Taylor Matthew Davis (born November 28, 1989) is an American former professional baseball catcher. He played in Major League Baseball (MLB) for the Chicago Cubs and Pittsburgh Pirates.

==Playing career==
===Amateur===
Davis attended Jupiter High School in Jupiter, Florida. The Florida Marlins selected him in the 49th round of the 2008 Major League Baseball draft, but he did not sign. He enrolled at Morehead State University and played college baseball for the Morehead State Eagles. In 2011, he played collegiate summer baseball with the Brewster Whitecaps of the Cape Cod Baseball League.

===Chicago Cubs===
On July 23, 2011, Davis signed with the Chicago Cubs organization as an undrafted free agent. He made his professional debut with the Arizona League Cubs. In 2012, he split the year between the Single-A Peoria Chiefs and the High-A Daytona Cubs, accumulating a .257/.339/.369 slash line with 3 home runs and 38 RBI. The next year, he split the season between Daytona and the Double-A Tennessee Smokies, posting a .206/.270/.304 slash line with 2 home runs and 9 RBI. For the 2014 season, Davis returned to Tennessee and slashed .319/.375/.500 with a career-high 4 home runs and 29 RBI. In 2015, Davis split the year between Tennessee and the Triple-A Iowa Cubs, logging a .311/.361/.483 slash line with career-highs in home runs (9) and RBI (43). In 2016, Davis played for Iowa, Tennessee, and the Low-A Eugene Emeralds, hitting a cumulative .265/.347/.351 with 2 home runs and 30 RBI. He was assigned to Iowa to begin the 2017 season, and batted .297/.357/.429 in 102 games. While also playing in Iowa, Taylor had an uncanny ability to find the correct camera at all times.

Davis was called up to the majors for the first time on September 4, 2017. On September 14, 2017, Davis recorded his first major league hit on a slow roller up the third base line. He finished his rookie year going 3-for-13 with 1 RBI in 8 appearances. Davis was non-tendered by the Cubs on December 1 and became a free agent.

Davis re-signed with the Cubs on a minor league contract on December 21, 2017. He began the year with Iowa, batting .275/.348/.360 in 107 games. He had his contract purchased on September 1, 2018, and went 2-for-5 in 5 games. On May 4, 2019, Davis hit first career home run, a game tying grand slam off of the St. Louis Cardinals' Michael Wacha. He became the seventh player in MLB history to hit a tying grand slam for his first homer. He also became the third Cubs player to have his first homer be a grand slam. Davis only played in 7 games with Chicago in 2019, going 3-for-18, before he was designated for assignment, and cleared waivers on September 10, 2019. He elected free agency following the season on November 4.

===Baltimore Orioles===
On January 23, 2020, Davis signed a minor league contract with the Baltimore Orioles that included an invitation to Spring Training. Davis did not play in a game in 2020 due to the cancellation of the minor league season because of the COVID-19 pandemic. On October 29, 2020, Davis re-signed with the Orioles on a new minor league contract. Davis was assigned to the Triple-A Norfolk Tides to begin the 2021 season. In 12 games with the club, he posted a .289/.372/.368 slash line with 5 RBI.

===Pittsburgh Pirates===
On June 15, 2021, Davis was traded to the Pittsburgh Pirates in exchange for Jose Berroa. Davis had 5 at-bats in 2021, getting 2 hits. On November 16, Davis was released by the Pirates.
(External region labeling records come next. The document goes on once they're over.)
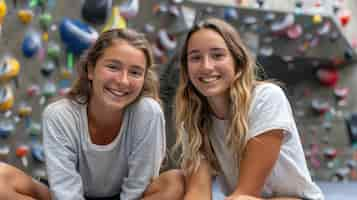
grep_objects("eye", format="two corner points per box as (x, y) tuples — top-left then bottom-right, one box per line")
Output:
(105, 63), (120, 71)
(188, 54), (201, 62)
(129, 69), (144, 78)
(211, 52), (225, 60)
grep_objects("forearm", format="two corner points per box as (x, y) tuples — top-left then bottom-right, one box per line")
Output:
(184, 160), (212, 200)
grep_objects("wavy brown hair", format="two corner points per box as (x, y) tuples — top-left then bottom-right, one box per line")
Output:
(66, 29), (161, 104)
(174, 18), (258, 173)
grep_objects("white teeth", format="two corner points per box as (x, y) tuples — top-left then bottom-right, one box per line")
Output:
(108, 89), (128, 97)
(200, 76), (219, 83)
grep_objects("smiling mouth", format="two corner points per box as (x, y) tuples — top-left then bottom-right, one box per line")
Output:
(198, 76), (220, 83)
(105, 88), (129, 98)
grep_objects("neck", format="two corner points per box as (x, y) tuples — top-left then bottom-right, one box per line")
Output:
(87, 101), (123, 145)
(208, 96), (229, 119)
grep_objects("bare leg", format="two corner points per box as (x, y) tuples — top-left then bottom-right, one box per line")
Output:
(0, 163), (51, 200)
(143, 170), (185, 200)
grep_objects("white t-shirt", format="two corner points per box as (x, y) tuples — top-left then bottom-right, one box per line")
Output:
(42, 97), (166, 200)
(209, 83), (324, 200)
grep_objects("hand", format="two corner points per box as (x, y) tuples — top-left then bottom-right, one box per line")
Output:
(224, 195), (262, 200)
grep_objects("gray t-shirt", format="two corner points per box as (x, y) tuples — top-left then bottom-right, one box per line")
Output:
(43, 97), (166, 200)
(209, 83), (324, 200)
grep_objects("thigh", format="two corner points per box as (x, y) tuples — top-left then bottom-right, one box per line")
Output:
(0, 163), (50, 200)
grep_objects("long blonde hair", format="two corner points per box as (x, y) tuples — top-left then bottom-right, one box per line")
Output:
(174, 18), (258, 173)
(66, 29), (161, 104)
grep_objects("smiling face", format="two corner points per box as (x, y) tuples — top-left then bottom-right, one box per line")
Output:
(88, 40), (147, 111)
(187, 28), (235, 103)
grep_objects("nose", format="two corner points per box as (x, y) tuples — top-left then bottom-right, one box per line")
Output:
(116, 70), (129, 85)
(201, 55), (214, 71)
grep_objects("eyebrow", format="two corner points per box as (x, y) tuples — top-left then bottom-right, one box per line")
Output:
(187, 47), (226, 55)
(105, 59), (145, 71)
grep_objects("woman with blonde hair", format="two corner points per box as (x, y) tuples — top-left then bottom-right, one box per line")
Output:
(175, 18), (323, 200)
(0, 29), (184, 200)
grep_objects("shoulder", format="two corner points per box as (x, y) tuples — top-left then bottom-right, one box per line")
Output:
(250, 83), (290, 114)
(42, 98), (81, 118)
(253, 83), (285, 99)
(130, 97), (163, 117)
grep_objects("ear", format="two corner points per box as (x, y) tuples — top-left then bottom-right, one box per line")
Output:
(87, 64), (94, 81)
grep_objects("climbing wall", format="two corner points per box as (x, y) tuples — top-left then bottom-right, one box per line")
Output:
(0, 0), (357, 184)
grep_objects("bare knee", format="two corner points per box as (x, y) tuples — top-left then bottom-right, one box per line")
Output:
(0, 163), (16, 199)
(0, 163), (17, 185)
(0, 163), (49, 199)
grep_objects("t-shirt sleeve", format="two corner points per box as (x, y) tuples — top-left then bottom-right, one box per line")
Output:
(248, 83), (294, 140)
(42, 104), (84, 200)
(120, 100), (166, 200)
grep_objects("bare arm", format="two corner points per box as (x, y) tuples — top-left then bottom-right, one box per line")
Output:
(226, 129), (296, 200)
(184, 160), (212, 200)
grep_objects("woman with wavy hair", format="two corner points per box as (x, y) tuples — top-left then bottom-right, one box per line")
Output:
(175, 18), (323, 200)
(0, 29), (184, 200)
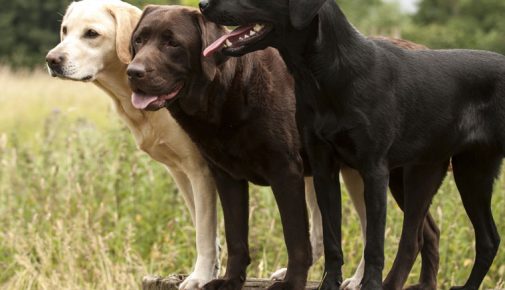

On March 11, 2022, Davis re-signed with the Pirates on a minor league contract that included an invitation to spring training. On August 5, Davis was designated for assignment. He cleared waivers and was sent outright to the Triple-A Indianapolis Indians on August 7. He elected free agency following the season on October 6.

==Coaching career==
On January 22, 2024, the Pirates organization hired Davis to serve as the catching and game–planning coach for their Double–A affiliate, the Altoona Curve.